Tren Peningkatan Partisipasi Pemilu Harus Dipertahankan

user
Ivan Aditya 03 Desember 2022, 18:27 WIB
untitled

Krjogja.com - SLEMAN - Partisipasi pemilih pada pemilu serentak 2019 mencapai mencapai 81,6 persen, atau naik dari angka pemilu 2014 sebesar 75,2 persen. Sebelumnya, angka partisipasi pemilu terbilang rendah diikuti tren golput yang terus meninggi. Saat pemilu 2009, angka partisipasi terbilang rendah yakni 70,9 persen diikuti golput yang cukup tinggi, 29,1 persen.

“Kita wajib mempertahankan tren kenaikan angka partisipasi pemilih. Ini menjadi tantangan bagi kontestan pemilu agar terus memberikan pendidikan politik sekaligus membangun kedekatan dengan masyarakat,” kata Anggota MPR RI Fraksi Partai NasDem, Subardi saat menggelar seminar optimalisasi peran masyarakat dalam pemilu legislatif di Hotel Merapi Merbabu, Seturan Sleman, Sabtu (03/12/2022).

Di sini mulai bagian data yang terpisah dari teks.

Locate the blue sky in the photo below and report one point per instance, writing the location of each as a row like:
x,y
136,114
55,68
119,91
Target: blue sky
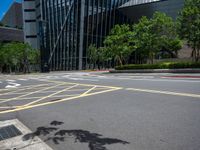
x,y
4,6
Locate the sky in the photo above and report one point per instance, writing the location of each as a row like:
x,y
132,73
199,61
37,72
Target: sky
x,y
5,5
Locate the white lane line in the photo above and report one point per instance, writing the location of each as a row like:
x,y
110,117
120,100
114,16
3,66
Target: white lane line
x,y
10,80
159,80
163,92
12,85
23,79
51,95
12,99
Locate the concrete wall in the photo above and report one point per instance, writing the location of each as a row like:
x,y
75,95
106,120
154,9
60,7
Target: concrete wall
x,y
13,17
30,24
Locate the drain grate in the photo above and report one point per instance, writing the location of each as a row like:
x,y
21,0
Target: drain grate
x,y
9,132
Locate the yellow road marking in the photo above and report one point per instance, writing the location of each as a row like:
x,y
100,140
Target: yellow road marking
x,y
28,98
85,93
50,95
11,99
22,88
164,92
62,100
82,84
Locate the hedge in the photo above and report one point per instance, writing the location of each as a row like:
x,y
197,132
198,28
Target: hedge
x,y
168,65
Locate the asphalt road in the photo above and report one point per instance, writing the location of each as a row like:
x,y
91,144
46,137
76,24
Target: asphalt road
x,y
101,111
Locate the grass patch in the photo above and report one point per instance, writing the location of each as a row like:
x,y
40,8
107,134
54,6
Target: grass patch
x,y
164,65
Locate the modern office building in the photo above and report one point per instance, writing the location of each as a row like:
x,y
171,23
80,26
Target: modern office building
x,y
13,17
64,29
11,35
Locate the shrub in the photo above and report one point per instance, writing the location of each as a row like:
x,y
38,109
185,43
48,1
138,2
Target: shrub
x,y
166,65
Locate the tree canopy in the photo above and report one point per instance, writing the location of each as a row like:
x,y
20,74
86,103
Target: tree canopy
x,y
189,26
17,56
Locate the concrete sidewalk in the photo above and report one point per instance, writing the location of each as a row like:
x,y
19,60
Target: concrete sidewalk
x,y
157,71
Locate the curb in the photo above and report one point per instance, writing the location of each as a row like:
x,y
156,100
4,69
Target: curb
x,y
157,71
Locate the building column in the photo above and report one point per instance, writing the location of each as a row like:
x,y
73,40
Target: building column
x,y
81,34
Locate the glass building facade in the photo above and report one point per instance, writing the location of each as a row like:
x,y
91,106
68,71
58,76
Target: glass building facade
x,y
66,28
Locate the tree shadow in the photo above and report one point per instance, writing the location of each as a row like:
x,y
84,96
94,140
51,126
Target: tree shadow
x,y
56,135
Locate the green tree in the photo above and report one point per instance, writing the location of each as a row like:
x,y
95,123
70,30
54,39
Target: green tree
x,y
92,55
156,34
17,56
118,43
189,25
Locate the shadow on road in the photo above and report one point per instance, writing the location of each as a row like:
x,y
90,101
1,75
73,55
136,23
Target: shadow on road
x,y
56,135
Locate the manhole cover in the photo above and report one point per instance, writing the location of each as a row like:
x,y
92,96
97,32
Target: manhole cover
x,y
9,132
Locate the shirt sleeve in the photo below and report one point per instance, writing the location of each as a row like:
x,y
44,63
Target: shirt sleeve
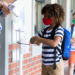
x,y
40,34
59,32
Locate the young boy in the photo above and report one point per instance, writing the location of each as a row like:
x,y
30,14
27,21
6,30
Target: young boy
x,y
4,9
53,15
72,53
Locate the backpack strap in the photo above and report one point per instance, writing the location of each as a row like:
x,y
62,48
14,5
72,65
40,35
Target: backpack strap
x,y
52,37
44,32
72,28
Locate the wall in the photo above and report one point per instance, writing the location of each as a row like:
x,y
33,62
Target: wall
x,y
31,65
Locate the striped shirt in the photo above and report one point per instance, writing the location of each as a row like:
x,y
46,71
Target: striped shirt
x,y
47,51
73,36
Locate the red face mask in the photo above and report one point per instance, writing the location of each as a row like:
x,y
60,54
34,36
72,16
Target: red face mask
x,y
47,21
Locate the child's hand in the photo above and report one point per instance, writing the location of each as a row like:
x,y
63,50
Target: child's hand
x,y
35,40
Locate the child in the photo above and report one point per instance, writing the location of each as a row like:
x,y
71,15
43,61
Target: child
x,y
53,15
72,54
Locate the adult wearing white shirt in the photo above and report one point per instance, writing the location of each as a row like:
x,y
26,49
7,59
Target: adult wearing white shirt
x,y
4,9
72,53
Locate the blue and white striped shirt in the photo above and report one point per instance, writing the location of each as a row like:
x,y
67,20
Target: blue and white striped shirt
x,y
47,51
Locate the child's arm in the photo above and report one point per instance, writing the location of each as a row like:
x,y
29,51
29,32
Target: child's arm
x,y
72,40
52,43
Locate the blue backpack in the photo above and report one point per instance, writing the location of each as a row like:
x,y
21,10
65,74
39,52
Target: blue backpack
x,y
66,45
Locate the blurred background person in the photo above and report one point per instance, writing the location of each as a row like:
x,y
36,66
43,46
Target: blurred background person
x,y
72,54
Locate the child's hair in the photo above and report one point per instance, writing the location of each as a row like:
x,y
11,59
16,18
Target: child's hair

Partisipasi politik merupakan syarat terpenuhinya sistem demokrasi berbasis kedaulatan rakyat. Partisipasi juga menjadi indikator suksesnya pemilu. Subardi mengatakan, meningkatkan partisipasi sama artinya dengan meningkatkan kesadaran masyarakat untuk terlibat dan mengawasi pemilu. Caranya, partai politik dan Anggota DPR perlu membuktikan kinerjanya dan merealisasikan aspirasi masyarakat.

“Kerja-kerja politik harus dirasakan masyarakat. Kehadiran kontestan pemilu tidak boleh hanya menjelang pemilu saja,” kata Ketua DPW NasDem DIY itu.

Tingginya partisipasi pada dua pemilu terakhir merupakan bukti penerimaan masyarakat atas sistem pemilu serentak. Salah satu faktornya adalah kemeriahan pemilu legislatif bersamaan dengan pemilu presiden. Keserentakan tersebut mendorong antusiasme masyarakat.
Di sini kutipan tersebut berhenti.